The photocatalytic degradation rate of MB can be explained by the Langmuir–Hinshelwood (LH) equation:

$$\ln \frac{{C_{0} }}{C} = k_{{\text{obs}}} t,$$

(3)

where C₀ is the equilibrium concentration of the MB (mg L⁻¹) after 1 h in dark adsorption and C is the concentration of the MB solution at irradiation time t (min). The first order linear relationship was observed by the plot of the ln(C₀/C) versus irradiation time (Fig. 11). From this graph, the observed rate constants of the photodegradation reactions by N-doped ZnWO₄ is obtained at 3.75 × 10⁻² min⁻¹. This value for the pure ZnWO₄ was 1.62 × 10⁻² min⁻¹ [27]. The results demonstrated that the k value of N-doped ZnWO₄ was 2.2 times higher than that of the pure ZnWO₄. Thus the doping of nitrogen created a photocatalyst with improved photocatalytic activity.

Fig. 11

Photocatalytic kinetics for the degradation of MB by N-doped ZnWO₄ under visible light irradiation

The reusability test for MB photodegradation by N-doped ZnWO₄ was carried out to investigate the photocatalytic stability of as-prepared catalyst. After every 60 min of photoreaction, the catalyst was separated, washed with deionized water and dried. Figure 12 shows that 95% MB degradation is found in the 1st run of N-doped ZnWO₄ which decreases as 90%, 81% and 70% in 2nd, 3rd and 4th run, respectively. Therefore, photodegradation efficiency of N-doped ZnWO₄ was still more than 80% after three cycles, and the catalyst did not exhibit any significant loss of activity confirming that as-prepared catalysts are stable during the photocatalytic oxidation of the MB molecules. This reusability results are more desirable than pure ZnWO₄ [27]. The structural stability of N–ZnWO₄ was also examined by XRD analysis (Fig. 13). The XRD pattern before and after photocatalytic experiment demonstrates the catalysts have good stability and can be recycled without any considerable change in the structure.

Fig. 12

Cycling runs in the photocatalytic degradation of MB in the presence of N-doped ZnWO₄

Fig. 13

Comparison of the XRD patterns of N-doped ZnWO₄ before and after catalytic tests

Conclusion

The N-doped ZnWO₄ nanoparicles were successfully prepared via a simple sol–gel process.

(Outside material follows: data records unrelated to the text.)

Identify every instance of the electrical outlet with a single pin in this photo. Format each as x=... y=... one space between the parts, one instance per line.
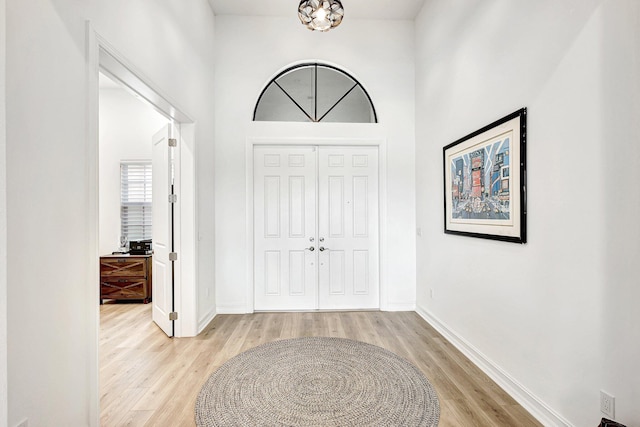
x=607 y=404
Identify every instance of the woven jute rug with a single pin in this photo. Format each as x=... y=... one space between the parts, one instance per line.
x=317 y=382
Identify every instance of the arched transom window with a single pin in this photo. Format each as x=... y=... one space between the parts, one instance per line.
x=314 y=93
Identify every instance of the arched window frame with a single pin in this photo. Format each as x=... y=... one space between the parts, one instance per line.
x=315 y=119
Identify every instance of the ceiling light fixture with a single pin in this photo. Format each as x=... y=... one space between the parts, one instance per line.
x=320 y=15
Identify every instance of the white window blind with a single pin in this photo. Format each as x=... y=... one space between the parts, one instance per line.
x=135 y=200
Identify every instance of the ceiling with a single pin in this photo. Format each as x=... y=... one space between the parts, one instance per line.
x=357 y=9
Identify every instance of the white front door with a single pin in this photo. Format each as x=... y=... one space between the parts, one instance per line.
x=285 y=228
x=162 y=285
x=316 y=228
x=348 y=227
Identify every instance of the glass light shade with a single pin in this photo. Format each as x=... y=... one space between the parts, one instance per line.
x=320 y=15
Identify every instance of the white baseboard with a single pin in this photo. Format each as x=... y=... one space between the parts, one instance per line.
x=231 y=309
x=398 y=307
x=541 y=411
x=204 y=321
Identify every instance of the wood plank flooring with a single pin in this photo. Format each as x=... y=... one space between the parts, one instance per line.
x=147 y=379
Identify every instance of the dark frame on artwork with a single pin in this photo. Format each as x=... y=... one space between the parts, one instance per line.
x=485 y=181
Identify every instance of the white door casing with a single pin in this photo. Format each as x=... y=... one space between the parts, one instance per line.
x=348 y=228
x=162 y=169
x=303 y=195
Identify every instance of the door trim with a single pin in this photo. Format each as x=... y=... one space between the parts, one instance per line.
x=381 y=143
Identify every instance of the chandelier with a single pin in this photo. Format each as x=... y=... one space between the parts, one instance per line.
x=320 y=15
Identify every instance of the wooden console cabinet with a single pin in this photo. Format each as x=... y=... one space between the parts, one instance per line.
x=125 y=277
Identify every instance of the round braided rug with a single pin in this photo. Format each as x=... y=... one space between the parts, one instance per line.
x=317 y=382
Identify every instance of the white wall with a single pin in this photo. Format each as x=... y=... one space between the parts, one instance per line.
x=51 y=314
x=126 y=128
x=3 y=221
x=556 y=317
x=250 y=51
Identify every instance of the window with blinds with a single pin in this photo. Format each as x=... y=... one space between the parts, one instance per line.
x=135 y=200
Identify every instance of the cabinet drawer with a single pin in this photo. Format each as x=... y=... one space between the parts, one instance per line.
x=124 y=288
x=120 y=267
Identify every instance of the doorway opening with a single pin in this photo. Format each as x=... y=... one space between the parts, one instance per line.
x=102 y=58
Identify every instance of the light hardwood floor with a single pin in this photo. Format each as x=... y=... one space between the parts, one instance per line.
x=147 y=379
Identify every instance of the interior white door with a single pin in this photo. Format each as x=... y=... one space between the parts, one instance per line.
x=285 y=255
x=162 y=170
x=348 y=228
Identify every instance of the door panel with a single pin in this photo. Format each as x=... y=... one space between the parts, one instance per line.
x=285 y=271
x=162 y=269
x=348 y=228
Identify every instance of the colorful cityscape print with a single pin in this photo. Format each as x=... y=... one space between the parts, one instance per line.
x=480 y=182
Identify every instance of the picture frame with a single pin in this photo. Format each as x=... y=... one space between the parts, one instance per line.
x=485 y=181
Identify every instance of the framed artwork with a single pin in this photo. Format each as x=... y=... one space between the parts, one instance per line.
x=485 y=181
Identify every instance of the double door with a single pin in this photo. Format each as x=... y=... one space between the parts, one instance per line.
x=316 y=228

In comparison to pure ZnWO₄, the band gap energy of N-doped sample reduced to 2.99 eV by the formation of defect energy levels caused by the substitution of the lattice oxygen by nitrogen atoms. Also, the PL experiment validated the high separation of photogenerated charge carriers in the N-doped sample. This N-doped photocatalyst exhibits improved photocatalytic activity and a higher rate constant than pure ZnWO₄ for the degradation of the methylene blue under visible light irradiation. The photocatalytic activity of N-doped ZnWO₄ decreases only 20% after three successive cycles, confirming that as-prepared catalyst is stable during the photocatalytic oxidation of the MB molecules.